1. The industry will not evolve into the few who dominate; rather, many firms will prosper and a firm’s size will be appropriate to its market.
  2. Technology will streamline and commoditize more routine tasks—like backoffice—and even basic advice. Complexity will be where the value is.
  3. Large firms are on the demise.
  4. The most enduring and powerful consolidators are the organic ones
  5. The next generation is not a succession issue—it is a leverage issue
  6. Advisor ownership will always be a trump card
  7. Culture eats strategy for breakfast
Palaveev says the advisory industry will evolve in similar fashion to the accounting industry in the way it matures.
Firm size and competition will reflect client size. Midsize firms will service private and small businesses.
Large regional firms will service large privately owned companies.
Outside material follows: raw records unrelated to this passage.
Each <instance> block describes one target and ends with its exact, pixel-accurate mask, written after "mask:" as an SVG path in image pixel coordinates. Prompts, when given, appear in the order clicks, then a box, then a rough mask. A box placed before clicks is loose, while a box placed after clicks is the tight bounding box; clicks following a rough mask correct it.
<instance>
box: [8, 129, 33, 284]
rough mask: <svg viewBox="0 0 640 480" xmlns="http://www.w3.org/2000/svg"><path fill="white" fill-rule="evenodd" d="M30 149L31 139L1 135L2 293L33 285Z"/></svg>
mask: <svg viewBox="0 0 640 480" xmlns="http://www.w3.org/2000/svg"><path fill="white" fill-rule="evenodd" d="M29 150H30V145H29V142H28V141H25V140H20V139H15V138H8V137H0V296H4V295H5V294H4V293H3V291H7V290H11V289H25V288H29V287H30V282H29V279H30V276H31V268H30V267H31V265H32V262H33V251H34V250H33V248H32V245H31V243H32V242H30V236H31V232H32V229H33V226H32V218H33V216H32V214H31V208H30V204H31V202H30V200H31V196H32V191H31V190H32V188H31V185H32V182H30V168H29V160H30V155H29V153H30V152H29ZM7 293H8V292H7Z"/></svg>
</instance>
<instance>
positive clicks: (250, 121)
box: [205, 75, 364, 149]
Solo practices will service tax and micro-businesses.
Consolidation in the industry will continue at a steady pace but the days of the roll-up are over.
Technological advances are forcing the commoditization of basic, mass-market level services.
This frees more time for advisors to differentiate themselves through a niche and to build deeper client relationships.
The headaches of running an office will be taken over by technology, allowing you to do what you really love and lead a much more fulfilling professional life.
The last takeaway Palaveev offers is that consolidation never stops but it also never fully succeeds.